As we all know the world is coming to an end on Friday. As I was tidying up my blog I realized not only have I been counting down Gustavo’s farewell party (I named my bunion…it was the only acceptable agreement we could come to) but I was also counting down to Doomsday. So I’m hoping all those Doomsday preppers out there haven’t been using my blog as a calendar because unlike those smart Mayans I have the wrong date.
On to this end of the world talk. There are many rumors as you all have probably heard the most popular being a mysterious planet is going to collide with Earth and we will implode. NASA has denied the existence of this planet so that means we’re safe from that world ender. If you’re very suspicious though you might think like my friend who said NASA wouldn’t tell us if there was a planet because of the mass panic that would follow such a statement. He has a good point…

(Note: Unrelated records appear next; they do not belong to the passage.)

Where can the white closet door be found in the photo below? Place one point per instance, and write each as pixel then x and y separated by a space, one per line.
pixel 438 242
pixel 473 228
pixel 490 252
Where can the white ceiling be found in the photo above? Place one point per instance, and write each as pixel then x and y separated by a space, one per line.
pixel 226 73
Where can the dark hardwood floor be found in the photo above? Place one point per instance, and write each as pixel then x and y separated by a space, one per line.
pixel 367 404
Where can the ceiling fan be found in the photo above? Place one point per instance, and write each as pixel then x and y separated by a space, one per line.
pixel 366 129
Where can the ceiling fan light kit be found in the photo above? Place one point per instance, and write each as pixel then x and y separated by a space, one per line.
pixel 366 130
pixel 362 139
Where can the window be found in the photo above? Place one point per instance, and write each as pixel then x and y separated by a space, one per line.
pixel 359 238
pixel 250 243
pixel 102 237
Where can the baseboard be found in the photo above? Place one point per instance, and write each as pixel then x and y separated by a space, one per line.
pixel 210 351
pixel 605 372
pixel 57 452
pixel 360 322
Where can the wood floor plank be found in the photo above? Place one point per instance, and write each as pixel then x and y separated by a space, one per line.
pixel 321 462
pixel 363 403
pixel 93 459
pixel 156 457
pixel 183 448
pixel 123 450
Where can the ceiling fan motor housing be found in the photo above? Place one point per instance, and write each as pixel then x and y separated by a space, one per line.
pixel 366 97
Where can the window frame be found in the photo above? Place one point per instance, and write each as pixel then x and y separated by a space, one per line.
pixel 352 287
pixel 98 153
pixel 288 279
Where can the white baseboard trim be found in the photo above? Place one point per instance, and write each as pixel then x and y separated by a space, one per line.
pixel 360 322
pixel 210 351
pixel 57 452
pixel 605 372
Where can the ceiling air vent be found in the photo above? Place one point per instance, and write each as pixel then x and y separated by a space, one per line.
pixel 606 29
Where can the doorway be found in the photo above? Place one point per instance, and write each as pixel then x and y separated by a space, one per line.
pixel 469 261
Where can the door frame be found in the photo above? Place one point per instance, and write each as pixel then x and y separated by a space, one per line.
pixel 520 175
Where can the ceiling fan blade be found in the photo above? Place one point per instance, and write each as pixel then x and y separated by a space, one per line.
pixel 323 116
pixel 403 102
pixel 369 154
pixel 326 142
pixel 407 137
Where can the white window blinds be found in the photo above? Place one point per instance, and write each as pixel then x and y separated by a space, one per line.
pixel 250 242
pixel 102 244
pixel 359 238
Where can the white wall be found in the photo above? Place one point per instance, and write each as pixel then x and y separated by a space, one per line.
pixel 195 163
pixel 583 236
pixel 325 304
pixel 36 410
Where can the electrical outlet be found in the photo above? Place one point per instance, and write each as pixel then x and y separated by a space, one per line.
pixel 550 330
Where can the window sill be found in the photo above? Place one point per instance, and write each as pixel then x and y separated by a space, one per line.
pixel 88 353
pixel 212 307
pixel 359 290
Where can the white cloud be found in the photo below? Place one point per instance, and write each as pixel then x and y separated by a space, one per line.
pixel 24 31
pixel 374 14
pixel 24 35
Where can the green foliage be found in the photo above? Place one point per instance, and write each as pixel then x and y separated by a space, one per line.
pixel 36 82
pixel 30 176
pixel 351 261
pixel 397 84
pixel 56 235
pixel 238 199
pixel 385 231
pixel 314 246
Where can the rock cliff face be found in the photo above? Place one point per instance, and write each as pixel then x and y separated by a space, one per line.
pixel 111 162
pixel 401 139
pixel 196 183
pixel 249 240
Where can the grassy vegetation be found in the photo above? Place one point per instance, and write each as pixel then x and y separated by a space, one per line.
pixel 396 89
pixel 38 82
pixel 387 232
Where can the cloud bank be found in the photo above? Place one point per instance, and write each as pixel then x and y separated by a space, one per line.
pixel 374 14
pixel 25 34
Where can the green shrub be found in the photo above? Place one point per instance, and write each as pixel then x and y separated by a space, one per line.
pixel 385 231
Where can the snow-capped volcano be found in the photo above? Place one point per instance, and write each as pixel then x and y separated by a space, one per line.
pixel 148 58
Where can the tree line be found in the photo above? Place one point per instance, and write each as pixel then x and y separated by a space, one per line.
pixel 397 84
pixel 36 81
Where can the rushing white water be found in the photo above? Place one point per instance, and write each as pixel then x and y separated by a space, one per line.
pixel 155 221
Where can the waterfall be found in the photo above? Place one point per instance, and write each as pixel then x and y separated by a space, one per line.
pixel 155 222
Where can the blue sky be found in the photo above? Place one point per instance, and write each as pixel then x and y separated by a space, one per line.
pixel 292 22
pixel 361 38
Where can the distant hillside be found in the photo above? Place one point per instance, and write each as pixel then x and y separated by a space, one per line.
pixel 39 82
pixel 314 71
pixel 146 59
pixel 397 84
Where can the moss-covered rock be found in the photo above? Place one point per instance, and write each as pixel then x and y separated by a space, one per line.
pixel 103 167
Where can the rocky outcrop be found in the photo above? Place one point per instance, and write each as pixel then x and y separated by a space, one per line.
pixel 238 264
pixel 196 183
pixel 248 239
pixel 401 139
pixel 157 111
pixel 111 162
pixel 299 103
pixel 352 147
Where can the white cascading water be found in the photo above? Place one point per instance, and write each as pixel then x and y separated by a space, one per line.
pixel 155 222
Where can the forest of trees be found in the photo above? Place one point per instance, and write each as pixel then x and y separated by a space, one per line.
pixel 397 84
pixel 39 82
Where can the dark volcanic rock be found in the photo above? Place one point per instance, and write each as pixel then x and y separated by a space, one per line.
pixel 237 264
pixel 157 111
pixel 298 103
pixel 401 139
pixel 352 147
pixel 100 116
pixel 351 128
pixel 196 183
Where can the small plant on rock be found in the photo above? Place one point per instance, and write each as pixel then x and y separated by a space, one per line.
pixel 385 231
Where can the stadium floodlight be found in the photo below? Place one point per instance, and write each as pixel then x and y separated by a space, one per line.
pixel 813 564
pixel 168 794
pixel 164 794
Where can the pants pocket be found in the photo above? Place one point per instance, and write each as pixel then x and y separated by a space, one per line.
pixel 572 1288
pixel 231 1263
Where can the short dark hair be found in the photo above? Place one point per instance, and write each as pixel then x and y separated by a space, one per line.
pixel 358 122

Then there is the other side which says because of the existence of leap year the Mayans didn’t calculate correctly and in fact the true date was August 2011. This must mean that we’re living in a LOST-like fantasy and have no idea the world really ended a year ago.
Either way there are extreme Doomsday preppers. They’re stocking up, training, making underground safe houses. The whole shebang. You know they’re famous because they have their own show. That has apparently been on 2 seasons. (Where have I been that I never knew this show existed?) A group of co-workers and I have decided to join the opposite group. The Doomsday Looters. While all the preppers are hiding out under the surface we’re going to battle the zombies (more to follow below) to get to the empty houses and start looting. It’s every man for themselves here; I’ve got no time for the law when it comes to surviving the zombie apocalypse.
And that’s what it’s all about. Because it’s not a question of if but when. I’m going to go out on a limb here and say that the preppers are probably to blame for starting the zombie civilization. All the testing and training probably infected one or two and it spreads like wildfire from there.
Lucky for W and myself (and our friend NonstickBarley!!) we ran from zombies over the summer so we’ve got this down. And technically since we didn’t survive and became “zombies” we should be able to disguise ourselves in the throngs of undead.
Now if we get real about the situation W and NB are safe. I, unfortunately, will be crippled therefore probably the first one to be eaten. What was I thinking scheduling foot surgery the day before Doomsday?!?! I just made myself vulnerable to any sort of chaos that may ensue!! I will have my handy dandy crutches (they’re pink…but I’ll post about that later this week 😉 ) and some heavy duty prescription meds. My plan is to coax the zombie to eat laced body parts (that I will find strewn about) then whack them over the head with my crutches. I’m not sure how far I’ll get with this plan but if anyone has better options I’ll make a note of it and call it plan B.
So on that note I leave you with the ultimate question. Will you embrace the dark side and become a looter while fighting in the greatest apocalypse ever? Or will you go underground oblivious to the bedlam above you, only to emerge years later and find the world is still being run by zombies? Either way they’re coming.